There are 3 GUI tools for dvd-slideshow. Basically, they allow you to chose your images, duration, effects, transitions and will invoke dvd-slideshow for you. Unfortunately, none of them is really mature, simple and easy to use – hence this entry based on using the command line tools.
- The first one is slideshow creator which is a KDE application based on Gambas. It does a good job, although its last update was from June 2006, so it doesn’t pick the latest additions to dvd-slideshow (version 0.80).
- There also is jDVDSlideshow which is java-based. I got it running with sun-java(32bits). It didn’t like me changing any slideshow preferences (PAL / NTSC, etc) having dvd-slideshow complaining about a malformed line. Still, it does a decent job at generating a simple slideshow.
- Lastly, there is Q DVD-author which is more than a slideshow creation program. It will allow you however to create slideshow, although it doesn’t offer a front end for all the options available in dvd-slideshow. You can also use it to generate the menus, apparently.
Last bullet points
- In high-quality mode, dvd-slideshow will resize your images to JPEG of 720×480 possibly applying a bit of unsharp (if given the -sharpen parameter). A good alternative (if you are as picky as me) is to create your images directly at the right size using Phatch or an ImageMagick / bash script (with proper sharpening)

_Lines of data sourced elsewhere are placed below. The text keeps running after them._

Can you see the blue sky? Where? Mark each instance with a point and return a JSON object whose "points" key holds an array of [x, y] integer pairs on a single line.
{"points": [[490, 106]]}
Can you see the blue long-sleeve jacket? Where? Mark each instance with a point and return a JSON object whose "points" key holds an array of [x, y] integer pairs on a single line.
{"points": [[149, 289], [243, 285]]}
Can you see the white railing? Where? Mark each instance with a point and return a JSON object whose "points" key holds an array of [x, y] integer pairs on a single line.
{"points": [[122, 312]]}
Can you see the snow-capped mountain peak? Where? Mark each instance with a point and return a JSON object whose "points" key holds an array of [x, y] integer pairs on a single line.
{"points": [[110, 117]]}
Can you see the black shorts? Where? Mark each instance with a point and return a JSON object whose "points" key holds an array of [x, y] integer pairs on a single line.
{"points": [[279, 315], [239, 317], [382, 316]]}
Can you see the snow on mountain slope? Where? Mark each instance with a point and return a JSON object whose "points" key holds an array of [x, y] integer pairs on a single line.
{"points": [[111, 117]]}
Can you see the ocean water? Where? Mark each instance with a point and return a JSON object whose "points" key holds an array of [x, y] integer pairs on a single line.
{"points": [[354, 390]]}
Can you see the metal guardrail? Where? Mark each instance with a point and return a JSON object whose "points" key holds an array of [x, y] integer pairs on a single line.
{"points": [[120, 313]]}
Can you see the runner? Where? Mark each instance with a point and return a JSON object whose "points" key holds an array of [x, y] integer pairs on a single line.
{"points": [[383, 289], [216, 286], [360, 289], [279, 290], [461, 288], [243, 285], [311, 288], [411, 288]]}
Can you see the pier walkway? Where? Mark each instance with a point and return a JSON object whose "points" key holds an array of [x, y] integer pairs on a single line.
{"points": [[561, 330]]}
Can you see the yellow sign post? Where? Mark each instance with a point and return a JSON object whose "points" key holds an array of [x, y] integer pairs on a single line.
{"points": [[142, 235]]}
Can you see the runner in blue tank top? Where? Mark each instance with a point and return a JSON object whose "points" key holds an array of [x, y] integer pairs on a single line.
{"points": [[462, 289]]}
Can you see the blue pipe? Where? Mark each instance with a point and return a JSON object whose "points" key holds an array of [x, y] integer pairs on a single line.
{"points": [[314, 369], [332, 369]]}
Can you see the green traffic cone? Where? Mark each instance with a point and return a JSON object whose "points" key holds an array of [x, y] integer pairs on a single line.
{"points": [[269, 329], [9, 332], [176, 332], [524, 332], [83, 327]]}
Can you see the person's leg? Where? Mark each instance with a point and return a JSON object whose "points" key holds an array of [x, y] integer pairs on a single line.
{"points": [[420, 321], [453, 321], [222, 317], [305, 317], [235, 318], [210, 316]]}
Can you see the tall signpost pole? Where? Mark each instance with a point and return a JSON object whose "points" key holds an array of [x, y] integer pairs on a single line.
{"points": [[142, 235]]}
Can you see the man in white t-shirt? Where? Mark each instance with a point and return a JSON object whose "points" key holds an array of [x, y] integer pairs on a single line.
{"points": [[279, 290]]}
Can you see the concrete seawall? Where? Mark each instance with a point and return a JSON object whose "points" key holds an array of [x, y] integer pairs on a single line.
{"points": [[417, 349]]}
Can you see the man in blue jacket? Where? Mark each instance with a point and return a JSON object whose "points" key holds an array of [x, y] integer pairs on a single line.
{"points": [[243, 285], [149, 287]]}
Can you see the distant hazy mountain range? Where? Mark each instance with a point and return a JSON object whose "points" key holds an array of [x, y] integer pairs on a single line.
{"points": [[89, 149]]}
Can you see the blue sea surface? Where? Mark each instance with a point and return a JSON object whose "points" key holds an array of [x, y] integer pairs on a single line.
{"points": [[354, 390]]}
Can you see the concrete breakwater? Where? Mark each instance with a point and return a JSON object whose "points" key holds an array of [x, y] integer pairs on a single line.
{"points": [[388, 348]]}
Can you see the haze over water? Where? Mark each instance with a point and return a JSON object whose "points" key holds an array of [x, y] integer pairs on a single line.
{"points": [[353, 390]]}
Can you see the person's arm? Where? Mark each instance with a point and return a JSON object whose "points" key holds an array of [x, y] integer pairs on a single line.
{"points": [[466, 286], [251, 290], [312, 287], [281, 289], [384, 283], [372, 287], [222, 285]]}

- From a photographer’s perspective, the images quality on TV is quite appalling. Still, a DVD is a nice give-out that isn’t expensive and that anyone can enjoy.
- I can only recommend that you pay a visit to the dvd-slideshow site where you will find lots of details a more information about how to make most of this set of utilities. This entry is mainly a rip-off of the complete example you find on their site.
- One last thing: if your dvd-slideshow complains about “error during ffmpeg execution” when generating the .vob files, try changing ac3=1 to ac3=0 in /usr/bin/dvd-slideshow, line 561. It did the trick for me.